Of course, after the murder, a persistent cop (Luke Wilson) starts closing in on the two deviant lovers (though Woody Allen might disagree), and it turns out that things aren't all fun and games. That's not entirely true though: writer/director Nick Guthe keeps all the disgusting violence as fun and games, and that's exactly what makes the whole thing so deliciously entertaining. There's no room for guilt, so it's just pleasure pleasure the whole way through, and that's a sin I don't mind committing.

--- The TV Set
The TV Set, directed and written by Jake Kasdan, is not a documentary, but I can believe that it's a fairly accurate depiction of the struggle pilots undergo to make it on air, and of the constant compromises artists endure in order to get their work through an assembly line of executives who think they know better. The casting is a little humdrum (save for Sigourney Weaver's brilliant performance as the bitch of all bitch executives), but it's not that they're bad in their roles so much as that they're playing such ordinary roles. David Duchovney (the writer) may never escape typecasting, and Ioan Griffudd (the second-in-command) is almost hiding (from Fantastic Four, perhaps?) in his role.

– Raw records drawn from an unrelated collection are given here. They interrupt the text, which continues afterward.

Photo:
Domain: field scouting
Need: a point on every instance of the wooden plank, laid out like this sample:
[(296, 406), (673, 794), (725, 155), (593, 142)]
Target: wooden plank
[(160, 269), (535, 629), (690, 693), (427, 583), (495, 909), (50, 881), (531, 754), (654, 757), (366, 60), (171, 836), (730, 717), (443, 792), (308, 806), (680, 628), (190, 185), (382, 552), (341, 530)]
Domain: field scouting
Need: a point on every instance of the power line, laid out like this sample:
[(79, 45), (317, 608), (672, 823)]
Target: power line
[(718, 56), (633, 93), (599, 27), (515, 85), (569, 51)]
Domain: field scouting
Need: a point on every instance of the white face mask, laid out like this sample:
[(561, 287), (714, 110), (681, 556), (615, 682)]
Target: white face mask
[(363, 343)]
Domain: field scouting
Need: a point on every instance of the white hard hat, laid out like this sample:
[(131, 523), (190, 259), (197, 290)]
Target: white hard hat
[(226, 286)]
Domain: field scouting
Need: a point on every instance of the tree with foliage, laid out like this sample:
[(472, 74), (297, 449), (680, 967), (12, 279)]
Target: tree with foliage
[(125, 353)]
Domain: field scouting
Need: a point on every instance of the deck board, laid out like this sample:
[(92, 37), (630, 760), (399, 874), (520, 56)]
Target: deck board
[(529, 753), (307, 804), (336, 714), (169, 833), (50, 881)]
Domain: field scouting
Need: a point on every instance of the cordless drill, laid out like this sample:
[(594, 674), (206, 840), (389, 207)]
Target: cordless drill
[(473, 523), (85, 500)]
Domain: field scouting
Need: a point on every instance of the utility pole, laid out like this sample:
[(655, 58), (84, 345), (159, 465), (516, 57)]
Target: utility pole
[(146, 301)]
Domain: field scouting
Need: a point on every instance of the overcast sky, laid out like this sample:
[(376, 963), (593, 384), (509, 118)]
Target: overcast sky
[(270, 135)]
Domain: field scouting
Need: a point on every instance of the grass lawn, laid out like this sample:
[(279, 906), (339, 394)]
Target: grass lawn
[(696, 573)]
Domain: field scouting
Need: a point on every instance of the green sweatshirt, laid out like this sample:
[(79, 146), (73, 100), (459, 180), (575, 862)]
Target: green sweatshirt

Like I said, The TV Set almost works better as a documentary (or, like Pittsburgh, as a docu-comedy): some of the scenes are quite slow (by necessity) and the narrative structure is a little bland and uncompelling to those who aren't looking for semi-subtle parody (it's certainly far from over-the-top). Anybody in the industry will no doubt laugh about this film over a couple of drinks, but they'll have earned those laughs. The rest of us have to work harder to appreciate the film, and that's the last thing you want out of a comedy, even a nice, simple, decent one like this.


--- Lockdown, USA
I'm sure this statement will cause someone to simply write me off as a racist, but I assure you, there is nothing sinister in my harsh assessment of Lockdown, USA as a poorly made documentary. I disagree with the message of the film (that the drug laws are "too" harsh). This is not because I want to see more people in jail; this is because Lockdown, USA hasn't convinced me that the current policy is wrong. Their linchpin case is Darryl Best, and I sympathize with the fact that an innocent man may have to spend a minimum of fifteen years behind bars (thanks to the Rockefella laws), and that his family is suffering. But that's not really the fault of the Rockefella laws so much as with the whole system of conviction; the problem is that Best's lawyers could not prove reasonable doubt against an aggressive D.A. None of these questions arise in Lockdown, USA, but that's because the film is agitprop: it isn't interested in solutions, it just wants to glorify Russell Simmons, and with him, hip-hop as a socially-conscious and mobilizing force. (If anything, it does the opposite.)

Given its presentation, Lockdown, USA is practically a comedy: Simmons doesn't know much about the law he's trying to abolish (nor, apparently, do any of his hip-hop peers, like Fat Joe). But he's got money, money he's willing to throw around in an effort to show the "power" of hip-hop (and his own munificence). This makes him look incredibly stupid (as the filthy rich often do), and is a strong argument against people like Simmons getting involved in politics. (Too bad that's not the point of this documentary.) I always had this image of Russell Simmons as the nice, laidback guy who comes out at the end of HBO's Def Poetry Jam: it's weird to hear him cursing and saying "nigger." In any case, for some "unexplicable" reason (heavy on sarcasm), he alienates the political lobbiests who recruited him to their cause in the first place, and winds up being a scapegoat for the minimal reform that Pataki eventually passes off as a "huge" achievement.

All in all, Lockdown, USA points out some interesting statistics about the increasing market for prisoners as a commodity (and hence the necessity for harsher laws to keep them there), but the whole film seems so unfounded and unfocused that it's actually hard to follow. This one-sided piece of unobjective drivel will play well to its target demographic--huge hip-hop fans--but to everyone else, it will appear simply as it is: aimless propaganda for a hopeless cause.